Since the ESA’s inception, only 27 of the more than 1,150 animals and plants listed have been removed from the endangered or threatened list. An analysis by the National Wilderness Institute concluded that not one of those species was de-listed because its improved numbers could be attributed to ESA activity.
ESA proponents were thoroughly embarrassed last spring when Interior Secretary Bruce Babbitt announced that another 33 endangered and threatened species were ready for de-listing. Babbitt claimed the de-listing was proof that the agency was working . . . and had that claim disputed by the director of his own department’s Fish and Wildlife Service, who noted that Babbitt’s list “included species which we believe to be extinct and those for which we have new scientific information concerning their taxonomy or abundance.”
Meanwhile, private property owners whose land includes species habitat must live under the threat of fines and jail sentences, and continue to watch in frustration as their property loses value because of ESA regulations.
According to the General Accounting Office’s most recent report on the ESA’s performance, released in 1994, most endangered species habitat is on land not owned by the federal government. Nonfederal lands accounted for more than 60 percent of the habitat for nearly three-quarters of the 712 species on ESA’s 1994 list.

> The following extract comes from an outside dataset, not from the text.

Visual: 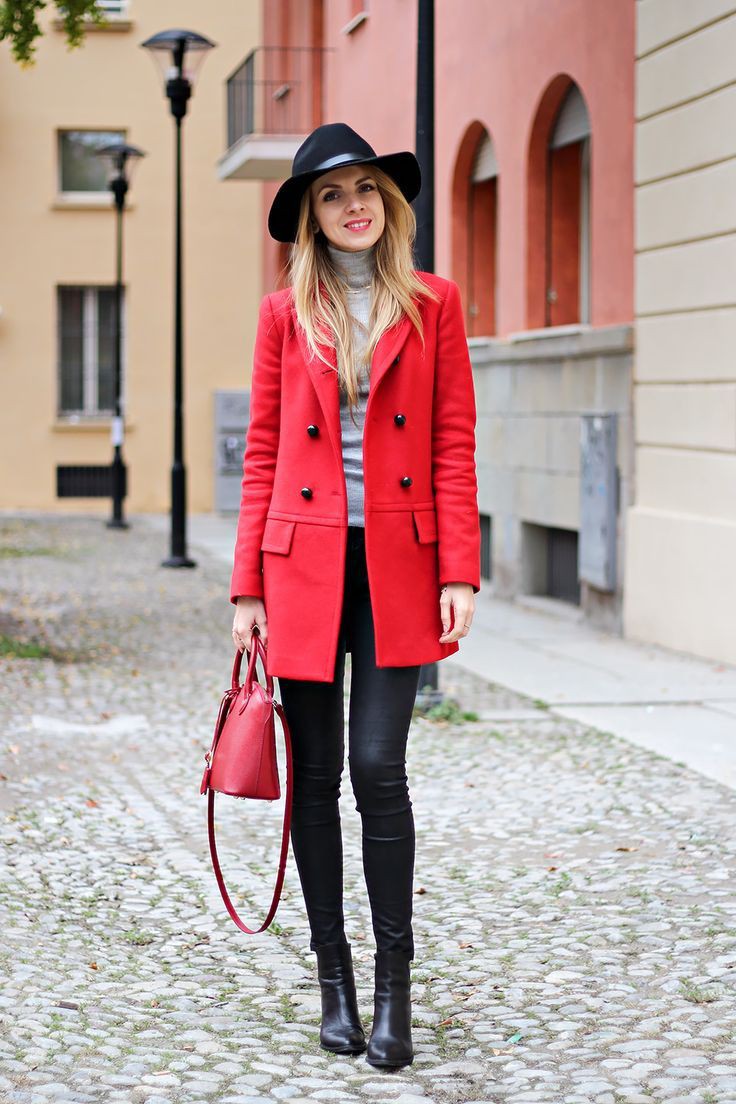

Roughly 37 percent of those species depend entirely on private land for their habitat.
“Unless Congress weighs in on the constitutional first principles of property rights and just compensation, both endangered species and landowners will continue to suffer,” warns Annett. in his Heritage Foundation Backgrounder, “Reforming the Endangered Species Act to Protect Species and Property Rights.”
Last fall Congress attempted to address the ESA’s shortcomings by attaching the Endangered Species Recovery Act of 1997 to the fiscal year 1999 omnibus appropriations bill. The effort failed . . . to the benefit of private property owners and endangered species, says Annett. The White House-supported proposal fell short, he notes, of addressing ESA’s major flaws.
- its overly broad definition of “harm,” which includes a landowner’s modification of species habitat–even modifications to improve habitat;
- its failure to require federal agencies to use sound science in their decisions and to examine the economic consequences of their actions;
- its encouragement of private property “takings” without compensation, as required by the Constitution’s Fifth Amendment.
- its negative incentives, which encourage private landowners to clear their land of endangered species and suitable habitat.
Annett contends that the interests of landowners and endangered species alike would be best served by a non-regulatory, voluntary species protection program patterned after the North American Waterfowl Management Plan (NAWMP) and similar efforts. Under the NAWMP, for example, the federal government offers grants and matching funds to local and regional groups, allowing them to buy conservation easements on privately owned wetlands, restore areas that once were wetland but have been drained, and enhance existing wetlands.
“These programs take advantage of the economic and social value people place on the presence of wetlands,” Annett writes. Similarly, “compensating [landowners] and rewarding them for acting as stewards of endangered species is the first and best incentive.”